Prednisone is a glucocorticoid pill that acts as an anti-inflammatory. Since a generic version is available, it is a relatively low-cost therapy.
"COPD exacerbations, which are the leading cause of medical hospitalization in the U.S. and elsewhere, can be treated with a five-day course of prednisone, which is a corticosteroid, not 10 to 14 days as recommended by most national and international guidelines," said Dr. Don Sin, a professor of medicine at the University of British Columbia, in Vancouver, and co-author of an accompanying journal editorial.
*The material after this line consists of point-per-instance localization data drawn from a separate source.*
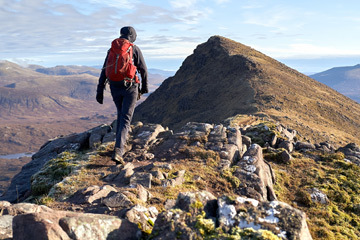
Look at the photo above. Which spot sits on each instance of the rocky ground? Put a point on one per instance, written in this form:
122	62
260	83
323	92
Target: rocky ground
248	178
Corticosteroids are highly toxic drugs, he said. "Thus, by using a five-day versus a 10- to 14-day [course], we will prevent many steroid-related complications -- such as diabetes, osteoporosis and adrenal insufficiency -- without sacrificing any of the benefits of steroids for management of COPD exacerbations," he said. "There is no rationale for giving more steroids than this."
For the study, Leuppi's team randomly assigned more than 300 patients suffering from an acute COPD exacerbation to daily doses of prednisone for either five or 14 days.
The goal of the study was to see whether either treatment resulted in fewer new exacerbations of COPD over six months.
The researchers found that prednisone treatment resulted in about the same number of patients having new bouts of COPD. Among those who got five days of therapy, 56 had a new bout within six months; 57 patients given 14 days of therapy had a new flare-up.
The average time to a new exacerbation of COPD was 43.5 days in the short-term treatment group and 29 days in the standard treatment group, the researchers said.
Dr. Len Horovitz, a pulmonary specialist at Lenox Hill Hospital in New York City, said that "while treatment with corticosteroids is often necessary in exacerbations of COPD, it has not been clear how long the treatment should be given."
"The authors found that a shorter duration of treatment with steroids was possible," he said. "The accompanying side effects were less, and total dose of steroids was less long term."